It is easy when agglomerating tasks to make design decisions that limit unnecessarily an algorithm's scalability. For example, we might choose to decompose a multidimensional data structure in just a single dimension, reasoning that this provides more than enough concurrency for the number of processors available. However, this strategy is shortsighted if our program must ultimately be ported to larger parallel computers. It may also lead to a less efficient algorithm.
The ability to create a varying number of tasks is critical if a program is to be portable and scalable. Good parallel algorithms are designed to be resilient to changes in processor count. This flexibility can also be useful when tuning a code for a particular computer. If tasks often block waiting for remote data, it can be advantageous to map several tasks to a processor. Then, a blocked task need not result in a processor becoming idle, since another task may be able to execute in its place. In this way, one task's communication is overlapped with another task's computation. This technique is termed overlapping computation and communication.
A third benefit of creating more tasks than processors is that doing so provides greater scope for mapping strategies that balance computational load over available processors. As a general rule of thumb, we could require that there be at least an order of magnitude more tasks than processors. This issue is discussed in the next section.
The optimal number of tasks is typically best determined by a combination of analytic modeling and empirical studies. Flexibility does not necessarily require that a design always create a large number of tasks. Granularity can be controlled by a compile-time or runtime parameter. What is important is that a design not incorporate unnecessary limits on the number of tasks that can be created.
Reducing Software Engineering Costs
So far, we have assumed that our choice of agglomeration strategy is determined solely by a desire to improve the efficiency and flexibility of a parallel algorithm. An additional concern, which can be particularly important when parallelizing existing sequential codes, is the relative development costs associated with different partitioning strategies. From this perspective, the most interesting strategies may be those that avoid extensive code changes. For example, in a code that operates on a multidimensional grid, it may be advantageous to avoid partitioning altogether in one dimension, if doing so allows existing routines to be reused unchanged in a parallel program.
Frequently, we are concerned with designing a parallel algorithm that must execute as part of a larger system. In this case, another software engineering issue that must be considered is the data distributions utilized by other program components. For example, the best algorithm for some program component may require that an input array data structure be decomposed in three dimensions, while a preceding phase of the computation generates a two-dimensional decomposition. Either one or both algorithms must be changed, or an explicit restructuring phase must be incorporated in the computation. Each approach has different performance characteristics.

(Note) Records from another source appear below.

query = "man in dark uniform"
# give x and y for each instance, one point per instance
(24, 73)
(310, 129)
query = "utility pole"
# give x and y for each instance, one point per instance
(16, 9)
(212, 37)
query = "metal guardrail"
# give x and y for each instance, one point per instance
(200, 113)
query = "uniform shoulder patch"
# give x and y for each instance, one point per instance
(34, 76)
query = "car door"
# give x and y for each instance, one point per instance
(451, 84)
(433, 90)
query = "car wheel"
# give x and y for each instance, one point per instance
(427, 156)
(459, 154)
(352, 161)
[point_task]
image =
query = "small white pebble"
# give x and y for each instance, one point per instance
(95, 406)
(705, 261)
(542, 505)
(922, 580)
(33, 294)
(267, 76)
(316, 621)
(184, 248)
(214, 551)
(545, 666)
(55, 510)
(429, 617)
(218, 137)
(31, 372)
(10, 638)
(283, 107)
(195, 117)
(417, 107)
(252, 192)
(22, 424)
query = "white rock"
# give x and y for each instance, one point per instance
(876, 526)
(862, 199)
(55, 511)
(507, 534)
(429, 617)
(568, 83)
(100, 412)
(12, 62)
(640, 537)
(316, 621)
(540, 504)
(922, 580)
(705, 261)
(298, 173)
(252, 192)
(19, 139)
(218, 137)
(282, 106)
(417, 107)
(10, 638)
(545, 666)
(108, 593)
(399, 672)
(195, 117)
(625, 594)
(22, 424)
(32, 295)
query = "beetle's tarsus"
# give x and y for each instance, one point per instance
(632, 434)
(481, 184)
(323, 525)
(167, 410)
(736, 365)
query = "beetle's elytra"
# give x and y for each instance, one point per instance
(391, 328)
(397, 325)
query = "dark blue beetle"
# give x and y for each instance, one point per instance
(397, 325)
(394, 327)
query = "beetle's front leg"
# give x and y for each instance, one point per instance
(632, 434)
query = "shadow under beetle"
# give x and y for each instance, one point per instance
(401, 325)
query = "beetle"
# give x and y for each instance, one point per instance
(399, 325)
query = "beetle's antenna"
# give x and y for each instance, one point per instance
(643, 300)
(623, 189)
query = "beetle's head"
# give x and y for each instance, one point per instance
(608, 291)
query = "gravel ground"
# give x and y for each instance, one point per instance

Agglomeration Design Checklist
We have now revised the partitioning and communication decisions developed in the first two design stages by agglomerating tasks and communication operations. We may have agglomerated tasks because analysis of communication requirements shows that the original partition created tasks that cannot execute concurrently. Alternatively, we may have used agglomeration to increase computation and communication granularity and/or to decrease software engineering costs, even though opportunities for concurrent execution are reduced. At this stage, we evaluate our design with respect to the following checklist. Several of these questions emphasize quantitative performance analysis, which becomes more important as we move from the abstract to the concrete.
- Has agglomeration reduced communication costs by increasing locality? If not, examine your algorithm to determine whether this could be achieved using an alternative agglomeration strategy.
- If agglomeration has replicated computation, have you verified that the benefits of this replication outweigh its costs, for a range of problem sizes and processor counts?
- If agglomeration replicates data, have you verified that this does not compromise the scalability of your algorithm by restricting the range of problem sizes or processor counts that it can address?
- Has agglomeration yielded tasks with similar computation and communication costs? The larger the tasks created by agglomeration, the more important it is that they have similar costs. If we have created just one task per processor, then these tasks should have nearly identical costs.
- Does the number of tasks still scale with problem size? If not, then your algorithm is no longer able to solve larger problems on larger parallel computers.
- If agglomeration eliminated opportunities for concurrent execution, have you verified that there is sufficient concurrency for current and future target computers? An algorithm with insufficient concurrency may still be the most efficient, if other algorithms have excessive communication costs; performance models can be used to quantify these tradeoffs.
- Can the number of tasks be reduced still further, without introducing load imbalances, increasing software engineering costs, or reducing scalability? Other things being equal, algorithms that create fewer larger-grained tasks are often simpler and more efficient than those that create many fine-grained tasks.
- If you are parallelizing an existing sequential program, have you considered the cost of the modifications required to the sequential code? If these costs are high, consider alternative agglomeration strategies that increase opportunities for code reuse. If the resulting algorithms are less efficient, use performance modeling techniques to estimate cost tradeoffs.